Ma che cos’è il cric auto? In pochissime parole, il cric auto è un attrezzo studiato per sollevare da terra un veicolo dotato di ruote. Va da sé, quindi, che il cric auto è uno strumento indispensabile per alzare l’auto e sostituire gli pneumatici quando si subisce una foratura per strada.

Contrariamente a quanto si pensa, però, il cric auto non si usa solamente in caso di guasto. Il cric auto è infatti uno strumento molto utile anche in officina. Se non si vuole utilizzare o non si ha a disposizione un ponte sollevatore, infatti, l’utilizzo di un cric auto permette di alzare le ruote ed effettuare lavori su cerchi, gomme, freni o sospensioni.

Quali sono i tipi di cric?

Per capire che cos’è un cric auto, bisogna anche sapere che ci sono due tipologie distinte di cric. Ci sono due macro-famiglie di cric auto: quella dei cric portatili e i più ingombranti e robusti cric idraulici a carrello. Sebbene infatti il cric auto sia noto soprattutto nella sua forma portatile, il cric idraulico a carrello è molto più grosso, ma è indubbiamente più robusto e più “forte”, in quanto i modelli migliori reggono anche cinquanta tonnellate di peso.

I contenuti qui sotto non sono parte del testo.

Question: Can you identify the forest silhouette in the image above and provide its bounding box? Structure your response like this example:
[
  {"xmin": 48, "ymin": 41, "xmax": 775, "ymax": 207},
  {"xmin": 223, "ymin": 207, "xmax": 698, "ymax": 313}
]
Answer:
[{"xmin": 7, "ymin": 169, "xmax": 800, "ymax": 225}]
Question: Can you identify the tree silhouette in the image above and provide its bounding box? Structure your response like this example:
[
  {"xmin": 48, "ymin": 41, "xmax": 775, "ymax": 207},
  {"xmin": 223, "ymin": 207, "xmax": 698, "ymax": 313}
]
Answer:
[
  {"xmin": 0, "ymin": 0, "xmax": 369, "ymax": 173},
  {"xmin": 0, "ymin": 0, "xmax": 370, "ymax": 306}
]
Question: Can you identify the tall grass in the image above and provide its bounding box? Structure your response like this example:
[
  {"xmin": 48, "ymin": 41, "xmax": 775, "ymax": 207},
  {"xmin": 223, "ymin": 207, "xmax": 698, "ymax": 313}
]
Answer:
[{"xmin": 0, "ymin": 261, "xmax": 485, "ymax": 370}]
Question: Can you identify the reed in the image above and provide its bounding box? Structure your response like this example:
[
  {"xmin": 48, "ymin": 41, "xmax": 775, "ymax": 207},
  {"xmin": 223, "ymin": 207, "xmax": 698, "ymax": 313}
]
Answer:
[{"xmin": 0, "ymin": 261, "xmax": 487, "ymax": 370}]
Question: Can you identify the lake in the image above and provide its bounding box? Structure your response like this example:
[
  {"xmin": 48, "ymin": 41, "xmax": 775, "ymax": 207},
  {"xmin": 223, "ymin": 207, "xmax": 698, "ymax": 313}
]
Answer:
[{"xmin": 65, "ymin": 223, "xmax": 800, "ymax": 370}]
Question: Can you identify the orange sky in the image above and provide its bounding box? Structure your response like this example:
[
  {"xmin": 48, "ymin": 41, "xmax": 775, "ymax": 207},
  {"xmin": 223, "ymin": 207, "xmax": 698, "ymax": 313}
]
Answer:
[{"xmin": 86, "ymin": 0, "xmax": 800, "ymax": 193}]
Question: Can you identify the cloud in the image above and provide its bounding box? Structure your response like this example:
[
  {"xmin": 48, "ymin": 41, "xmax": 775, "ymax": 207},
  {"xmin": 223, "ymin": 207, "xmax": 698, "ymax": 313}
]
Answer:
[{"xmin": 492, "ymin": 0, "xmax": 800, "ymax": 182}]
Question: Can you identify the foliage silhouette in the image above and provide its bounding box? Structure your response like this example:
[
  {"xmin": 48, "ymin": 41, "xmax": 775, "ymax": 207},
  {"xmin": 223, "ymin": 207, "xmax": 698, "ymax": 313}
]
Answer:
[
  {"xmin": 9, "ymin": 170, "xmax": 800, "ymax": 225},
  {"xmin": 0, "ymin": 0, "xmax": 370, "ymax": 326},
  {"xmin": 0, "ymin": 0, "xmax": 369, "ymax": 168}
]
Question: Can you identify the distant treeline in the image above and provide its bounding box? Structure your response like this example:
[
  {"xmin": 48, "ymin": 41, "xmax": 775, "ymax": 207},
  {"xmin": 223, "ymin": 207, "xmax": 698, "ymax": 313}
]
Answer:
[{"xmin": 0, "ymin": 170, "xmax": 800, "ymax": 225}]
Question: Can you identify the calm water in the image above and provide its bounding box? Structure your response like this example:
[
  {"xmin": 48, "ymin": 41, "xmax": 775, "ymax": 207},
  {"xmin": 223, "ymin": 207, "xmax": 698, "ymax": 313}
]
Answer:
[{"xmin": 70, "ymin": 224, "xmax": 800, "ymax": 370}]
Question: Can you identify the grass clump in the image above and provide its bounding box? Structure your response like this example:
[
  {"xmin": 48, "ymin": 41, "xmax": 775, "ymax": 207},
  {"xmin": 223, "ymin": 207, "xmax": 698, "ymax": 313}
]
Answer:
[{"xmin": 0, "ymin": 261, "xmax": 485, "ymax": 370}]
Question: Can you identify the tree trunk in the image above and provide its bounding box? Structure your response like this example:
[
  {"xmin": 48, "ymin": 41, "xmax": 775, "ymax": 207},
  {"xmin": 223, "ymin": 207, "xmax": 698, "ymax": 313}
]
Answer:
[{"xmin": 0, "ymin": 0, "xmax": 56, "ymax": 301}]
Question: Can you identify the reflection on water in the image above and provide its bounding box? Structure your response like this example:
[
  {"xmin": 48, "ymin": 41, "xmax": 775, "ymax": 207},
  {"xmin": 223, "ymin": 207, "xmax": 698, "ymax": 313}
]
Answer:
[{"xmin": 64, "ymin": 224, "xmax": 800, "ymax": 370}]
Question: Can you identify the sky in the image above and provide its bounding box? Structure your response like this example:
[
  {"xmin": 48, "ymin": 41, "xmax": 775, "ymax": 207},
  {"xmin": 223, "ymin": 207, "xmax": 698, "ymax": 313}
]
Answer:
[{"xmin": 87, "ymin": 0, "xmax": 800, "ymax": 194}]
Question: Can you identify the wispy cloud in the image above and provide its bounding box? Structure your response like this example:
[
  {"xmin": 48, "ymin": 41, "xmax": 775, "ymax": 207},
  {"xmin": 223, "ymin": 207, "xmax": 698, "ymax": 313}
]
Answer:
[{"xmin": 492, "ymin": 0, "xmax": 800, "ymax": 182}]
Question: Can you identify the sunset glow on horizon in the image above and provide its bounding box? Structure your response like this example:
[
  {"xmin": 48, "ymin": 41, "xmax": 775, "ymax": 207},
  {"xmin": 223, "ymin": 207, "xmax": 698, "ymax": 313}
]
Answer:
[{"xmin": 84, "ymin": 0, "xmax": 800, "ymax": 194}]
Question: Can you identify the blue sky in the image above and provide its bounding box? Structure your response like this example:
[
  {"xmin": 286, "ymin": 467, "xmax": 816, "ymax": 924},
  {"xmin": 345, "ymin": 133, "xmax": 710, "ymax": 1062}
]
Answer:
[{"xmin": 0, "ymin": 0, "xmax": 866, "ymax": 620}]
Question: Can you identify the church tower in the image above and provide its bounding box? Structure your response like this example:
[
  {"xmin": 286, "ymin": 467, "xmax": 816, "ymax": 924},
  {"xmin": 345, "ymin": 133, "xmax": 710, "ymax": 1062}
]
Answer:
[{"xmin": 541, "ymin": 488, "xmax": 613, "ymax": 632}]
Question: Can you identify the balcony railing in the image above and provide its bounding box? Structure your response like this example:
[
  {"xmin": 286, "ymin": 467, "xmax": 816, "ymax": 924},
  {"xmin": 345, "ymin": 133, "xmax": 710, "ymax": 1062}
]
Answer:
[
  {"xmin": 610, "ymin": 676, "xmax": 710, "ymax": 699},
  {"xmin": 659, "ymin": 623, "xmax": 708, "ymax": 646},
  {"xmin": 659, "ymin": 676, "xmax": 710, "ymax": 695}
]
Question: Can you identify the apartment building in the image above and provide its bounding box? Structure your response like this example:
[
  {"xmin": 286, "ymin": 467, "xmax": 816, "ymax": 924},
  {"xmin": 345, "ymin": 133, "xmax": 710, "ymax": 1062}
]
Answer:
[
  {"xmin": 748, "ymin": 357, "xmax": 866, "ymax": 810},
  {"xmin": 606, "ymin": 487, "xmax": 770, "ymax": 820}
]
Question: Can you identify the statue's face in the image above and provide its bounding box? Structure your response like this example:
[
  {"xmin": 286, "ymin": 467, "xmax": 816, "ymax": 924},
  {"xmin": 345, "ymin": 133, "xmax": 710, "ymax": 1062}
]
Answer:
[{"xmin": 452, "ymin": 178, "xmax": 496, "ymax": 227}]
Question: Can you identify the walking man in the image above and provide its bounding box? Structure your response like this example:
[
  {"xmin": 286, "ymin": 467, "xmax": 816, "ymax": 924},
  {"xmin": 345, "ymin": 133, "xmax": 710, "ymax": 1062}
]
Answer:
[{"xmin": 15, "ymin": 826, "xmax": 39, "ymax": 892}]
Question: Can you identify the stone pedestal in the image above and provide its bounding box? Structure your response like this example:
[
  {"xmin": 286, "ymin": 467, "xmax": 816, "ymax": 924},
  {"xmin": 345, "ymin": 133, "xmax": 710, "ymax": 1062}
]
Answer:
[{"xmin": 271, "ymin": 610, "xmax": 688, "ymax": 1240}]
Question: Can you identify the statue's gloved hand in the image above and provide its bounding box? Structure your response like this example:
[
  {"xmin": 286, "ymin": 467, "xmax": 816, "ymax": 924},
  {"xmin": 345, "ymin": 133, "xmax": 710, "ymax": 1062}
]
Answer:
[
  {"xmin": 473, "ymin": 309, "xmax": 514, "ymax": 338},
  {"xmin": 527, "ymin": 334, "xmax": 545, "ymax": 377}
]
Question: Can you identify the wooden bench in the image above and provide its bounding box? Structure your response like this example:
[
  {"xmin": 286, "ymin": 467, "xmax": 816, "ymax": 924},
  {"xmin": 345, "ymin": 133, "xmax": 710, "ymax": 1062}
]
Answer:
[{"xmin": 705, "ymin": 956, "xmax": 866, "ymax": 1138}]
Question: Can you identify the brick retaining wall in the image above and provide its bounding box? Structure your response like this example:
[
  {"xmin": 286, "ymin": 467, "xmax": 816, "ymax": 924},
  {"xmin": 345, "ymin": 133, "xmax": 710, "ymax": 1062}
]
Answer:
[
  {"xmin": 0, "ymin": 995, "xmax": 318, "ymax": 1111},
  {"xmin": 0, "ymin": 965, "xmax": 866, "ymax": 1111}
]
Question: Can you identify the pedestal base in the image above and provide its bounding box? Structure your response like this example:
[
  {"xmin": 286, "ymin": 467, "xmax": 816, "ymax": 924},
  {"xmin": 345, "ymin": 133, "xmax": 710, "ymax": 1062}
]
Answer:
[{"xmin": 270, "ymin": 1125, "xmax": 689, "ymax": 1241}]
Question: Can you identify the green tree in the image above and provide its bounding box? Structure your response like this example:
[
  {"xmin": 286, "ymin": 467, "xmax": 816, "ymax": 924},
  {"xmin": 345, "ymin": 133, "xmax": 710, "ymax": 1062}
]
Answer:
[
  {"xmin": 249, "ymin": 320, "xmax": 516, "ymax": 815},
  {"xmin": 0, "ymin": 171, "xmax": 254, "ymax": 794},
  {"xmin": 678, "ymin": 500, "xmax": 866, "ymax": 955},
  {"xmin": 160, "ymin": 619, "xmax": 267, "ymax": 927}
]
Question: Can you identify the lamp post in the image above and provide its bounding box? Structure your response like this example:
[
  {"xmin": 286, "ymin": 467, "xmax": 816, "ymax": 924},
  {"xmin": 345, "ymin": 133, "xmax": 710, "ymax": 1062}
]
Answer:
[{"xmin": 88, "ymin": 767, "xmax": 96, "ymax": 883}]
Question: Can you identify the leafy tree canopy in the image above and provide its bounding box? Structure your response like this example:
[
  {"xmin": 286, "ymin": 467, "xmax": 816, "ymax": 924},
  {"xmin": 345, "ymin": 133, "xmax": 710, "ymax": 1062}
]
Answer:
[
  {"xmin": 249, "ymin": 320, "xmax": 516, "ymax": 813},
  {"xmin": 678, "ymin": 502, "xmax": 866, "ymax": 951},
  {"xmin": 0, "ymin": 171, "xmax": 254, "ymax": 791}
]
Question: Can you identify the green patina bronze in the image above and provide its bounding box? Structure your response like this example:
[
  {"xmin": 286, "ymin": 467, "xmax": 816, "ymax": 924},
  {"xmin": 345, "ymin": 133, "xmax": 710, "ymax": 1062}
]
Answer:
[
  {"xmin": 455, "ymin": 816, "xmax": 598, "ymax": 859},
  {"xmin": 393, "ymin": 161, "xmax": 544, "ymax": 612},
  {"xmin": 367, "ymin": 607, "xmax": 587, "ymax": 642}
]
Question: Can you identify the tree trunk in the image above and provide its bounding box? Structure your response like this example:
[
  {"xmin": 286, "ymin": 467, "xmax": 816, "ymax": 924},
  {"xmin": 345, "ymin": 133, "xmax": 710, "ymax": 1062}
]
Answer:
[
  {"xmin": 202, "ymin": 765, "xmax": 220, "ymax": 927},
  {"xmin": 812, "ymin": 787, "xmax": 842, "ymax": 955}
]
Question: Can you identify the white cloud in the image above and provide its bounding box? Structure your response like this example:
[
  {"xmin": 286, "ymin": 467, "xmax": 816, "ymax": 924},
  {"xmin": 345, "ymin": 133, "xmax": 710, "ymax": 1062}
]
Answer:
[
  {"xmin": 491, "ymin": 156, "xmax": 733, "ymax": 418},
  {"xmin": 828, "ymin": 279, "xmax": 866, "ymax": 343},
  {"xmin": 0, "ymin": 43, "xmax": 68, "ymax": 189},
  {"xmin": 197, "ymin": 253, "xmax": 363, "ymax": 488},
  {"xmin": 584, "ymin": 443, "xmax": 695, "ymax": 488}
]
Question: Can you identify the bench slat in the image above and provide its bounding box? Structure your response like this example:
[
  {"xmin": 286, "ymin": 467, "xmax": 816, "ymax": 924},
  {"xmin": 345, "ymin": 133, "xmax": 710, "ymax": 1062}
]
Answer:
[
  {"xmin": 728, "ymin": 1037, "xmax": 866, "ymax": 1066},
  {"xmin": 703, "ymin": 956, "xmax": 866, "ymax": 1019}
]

Il cric portatile può essere sia meccanico, ovvero che alza l’automobile tramite un sistema di leve, o idraulico con una portata massima di 6/7 tonnellate. Si sta poi cominciando a diffondere il cric elettrico, spesso formato da due “cuscini” che sollevano l’auto gonfiandosi. Questa tecnologia, però, non è si è ancora diffusa molto, almeno in Italia.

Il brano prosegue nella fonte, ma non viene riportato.